Valentina, una niña de pelo rojo, que también era su compañera de curso, era su novia desde hace dos años, juntos hacían poleras en serigrafía, vendían hamburguesas de soya, peleaban en clases, se reconciliaban y entonces se volvían a sentar juntos. “La China está destrozada, no creo que pueda hablar de esto”, advierte, Katherine, otra de sus amigas.

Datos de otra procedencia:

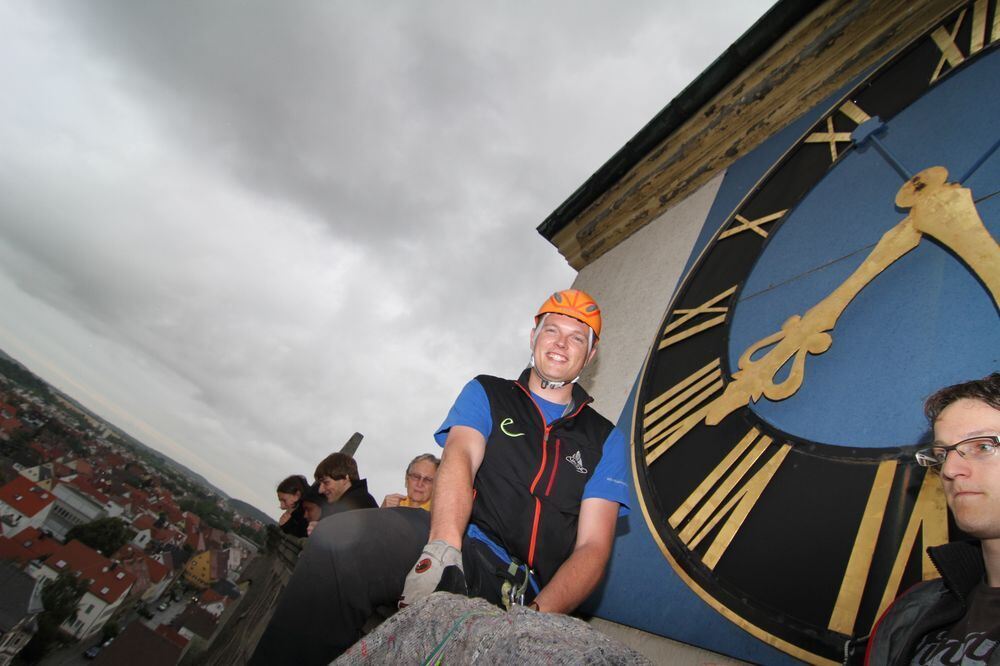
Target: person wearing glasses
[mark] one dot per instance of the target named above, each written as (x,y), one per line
(955,619)
(338,479)
(526,499)
(419,484)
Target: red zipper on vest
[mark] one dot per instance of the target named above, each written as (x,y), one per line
(547,428)
(555,466)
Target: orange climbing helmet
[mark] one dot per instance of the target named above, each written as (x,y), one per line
(576,304)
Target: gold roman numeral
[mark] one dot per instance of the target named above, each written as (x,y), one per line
(732,499)
(845,611)
(672,414)
(672,335)
(928,520)
(740,224)
(944,39)
(849,109)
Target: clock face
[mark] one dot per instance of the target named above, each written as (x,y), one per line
(773,464)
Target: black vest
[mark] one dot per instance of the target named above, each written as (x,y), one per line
(530,483)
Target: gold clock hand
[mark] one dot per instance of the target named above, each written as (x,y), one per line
(938,208)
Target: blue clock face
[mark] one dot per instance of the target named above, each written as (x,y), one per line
(888,354)
(800,515)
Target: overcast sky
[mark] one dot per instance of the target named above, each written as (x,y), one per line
(242,231)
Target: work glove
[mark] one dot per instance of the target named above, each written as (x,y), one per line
(438,568)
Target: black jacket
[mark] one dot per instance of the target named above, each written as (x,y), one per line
(530,483)
(929,606)
(297,523)
(355,497)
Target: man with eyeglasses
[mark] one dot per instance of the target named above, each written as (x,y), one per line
(345,490)
(419,484)
(955,619)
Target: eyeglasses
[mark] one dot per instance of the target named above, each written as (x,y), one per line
(979,449)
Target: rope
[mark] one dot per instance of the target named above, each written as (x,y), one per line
(439,648)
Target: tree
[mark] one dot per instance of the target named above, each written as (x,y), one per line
(60,598)
(105,535)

En el velorio del lunes, en la entrada del pasaje Marta Brunet de Macul, la casa está decorada con globos negros, un cartel que dice “Na-die por siempre”, sus amigos están reunidos en un círculo sentados en sillas de colegio, en el living está el féretro, las coronas de flores, sus fotos y un collage: Ignacio junto a su padre, Ignacio más pequeño en un paseo, Ignacio y su guitarra en una de las tantas presentaciones que hizo en el colegio y en la cancha de básquetbol de la Villa Chillán.

Su madre, Judith Rozas (43), está más tranquila. Es una mujer alta y de melena castaña, lleva puesta una polera negra con dibujos de serigrafía que hacía su hijo. Álvaro Medina (46), su marido y padre de Ignacio, viste igual en una especie de homenaje. Conversan, buscan respuestas, atesoran el banano con las cosas de Ignacio: Llaves, el dinero que sobró, las dos entradas al Punk Rock Festival y el celular donde esa noche su madre le dejó 25 llamadas perdidas.

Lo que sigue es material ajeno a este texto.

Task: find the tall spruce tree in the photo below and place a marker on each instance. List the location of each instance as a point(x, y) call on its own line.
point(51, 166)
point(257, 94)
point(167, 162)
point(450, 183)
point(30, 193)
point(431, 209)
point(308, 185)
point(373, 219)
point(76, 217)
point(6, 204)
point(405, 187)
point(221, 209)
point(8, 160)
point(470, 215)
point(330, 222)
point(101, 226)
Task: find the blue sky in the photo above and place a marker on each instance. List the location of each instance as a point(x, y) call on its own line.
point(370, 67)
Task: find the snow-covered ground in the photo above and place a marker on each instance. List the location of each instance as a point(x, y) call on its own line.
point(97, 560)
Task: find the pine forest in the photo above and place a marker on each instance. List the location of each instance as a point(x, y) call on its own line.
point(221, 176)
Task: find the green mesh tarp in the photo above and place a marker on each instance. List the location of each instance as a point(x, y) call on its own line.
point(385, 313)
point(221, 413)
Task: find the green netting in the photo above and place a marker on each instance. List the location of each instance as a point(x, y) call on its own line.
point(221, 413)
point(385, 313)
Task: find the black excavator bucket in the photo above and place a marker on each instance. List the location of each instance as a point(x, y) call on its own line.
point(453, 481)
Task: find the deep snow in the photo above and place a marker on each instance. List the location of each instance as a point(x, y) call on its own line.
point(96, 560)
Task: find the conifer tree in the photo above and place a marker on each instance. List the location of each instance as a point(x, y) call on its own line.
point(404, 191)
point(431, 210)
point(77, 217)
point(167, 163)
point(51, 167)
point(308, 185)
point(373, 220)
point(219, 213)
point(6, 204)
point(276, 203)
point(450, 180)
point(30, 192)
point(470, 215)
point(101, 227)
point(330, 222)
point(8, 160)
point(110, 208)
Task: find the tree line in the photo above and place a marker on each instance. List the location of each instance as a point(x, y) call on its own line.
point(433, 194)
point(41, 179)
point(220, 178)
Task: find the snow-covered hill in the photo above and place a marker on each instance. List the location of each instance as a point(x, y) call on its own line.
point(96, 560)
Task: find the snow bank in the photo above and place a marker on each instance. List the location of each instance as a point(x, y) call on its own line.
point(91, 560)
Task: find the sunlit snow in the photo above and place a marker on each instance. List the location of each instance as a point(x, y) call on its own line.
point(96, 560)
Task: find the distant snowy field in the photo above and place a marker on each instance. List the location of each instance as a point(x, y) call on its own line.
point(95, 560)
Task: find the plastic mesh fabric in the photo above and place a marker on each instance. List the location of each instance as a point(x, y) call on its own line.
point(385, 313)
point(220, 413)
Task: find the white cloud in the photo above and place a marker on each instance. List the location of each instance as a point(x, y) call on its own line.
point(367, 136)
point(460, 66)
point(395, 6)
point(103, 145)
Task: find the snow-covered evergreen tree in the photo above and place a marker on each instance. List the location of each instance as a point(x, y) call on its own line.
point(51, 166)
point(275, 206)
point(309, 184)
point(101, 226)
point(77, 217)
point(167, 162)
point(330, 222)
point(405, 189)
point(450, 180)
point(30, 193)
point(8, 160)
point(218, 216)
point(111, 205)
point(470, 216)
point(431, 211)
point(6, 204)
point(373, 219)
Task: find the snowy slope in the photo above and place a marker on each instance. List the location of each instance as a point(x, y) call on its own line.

-Yo sabía que había pasado algo malo, él dijo que lo pasáramos a buscar a las 11 en el metro Santa Lucía, pero no contestaba el teléfono y empezamos a llamarlo antes de salir- recuerda su madre y todos los detalles se vuelven a hacer confusos.

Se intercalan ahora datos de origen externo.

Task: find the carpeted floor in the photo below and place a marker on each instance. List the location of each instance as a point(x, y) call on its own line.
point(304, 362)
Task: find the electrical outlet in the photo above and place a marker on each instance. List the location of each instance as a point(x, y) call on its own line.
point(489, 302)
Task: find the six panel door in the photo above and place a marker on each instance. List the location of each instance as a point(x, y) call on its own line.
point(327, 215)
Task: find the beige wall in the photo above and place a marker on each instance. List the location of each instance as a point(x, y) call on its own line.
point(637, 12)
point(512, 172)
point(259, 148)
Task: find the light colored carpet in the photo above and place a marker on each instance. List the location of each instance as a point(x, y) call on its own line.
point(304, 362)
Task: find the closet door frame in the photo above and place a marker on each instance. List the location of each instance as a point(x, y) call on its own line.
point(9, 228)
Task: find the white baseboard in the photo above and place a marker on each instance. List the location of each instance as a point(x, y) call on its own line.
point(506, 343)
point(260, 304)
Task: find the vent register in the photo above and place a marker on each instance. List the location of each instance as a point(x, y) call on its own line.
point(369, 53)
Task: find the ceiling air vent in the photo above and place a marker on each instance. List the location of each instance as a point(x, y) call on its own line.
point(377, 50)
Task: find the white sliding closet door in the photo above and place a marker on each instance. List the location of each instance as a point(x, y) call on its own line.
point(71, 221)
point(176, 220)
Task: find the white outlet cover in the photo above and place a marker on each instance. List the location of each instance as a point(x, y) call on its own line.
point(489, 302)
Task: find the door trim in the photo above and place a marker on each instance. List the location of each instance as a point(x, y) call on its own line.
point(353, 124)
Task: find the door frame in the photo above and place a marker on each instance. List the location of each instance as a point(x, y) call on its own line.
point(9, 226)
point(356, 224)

Dice que muchas veces lo fueron a dejar y a buscar a tocatas en el Club San Martín, esta vez harían lo mismo. Sin embargo, el jueves Ignacio les avisó que el lugar del concierto había sido cambiado.

Ese día su hijo llegó de clases, tomaron once, su papá le preguntó qué quería comer. “Un té y pan con tomate, por favor, papá”, contestó. Después se despidió.

–Cuídate hijo, gente mala hay en todas partes y contesta el celular- le dijo Judith antes de partir. Ignacio se veía feliz.

A las 12 de la noche aún no sabían nada de Ignacio. Ambos lo llamaban nerviosos, ya un poco alterados. Judith dice que tuvo un mal presentimiento.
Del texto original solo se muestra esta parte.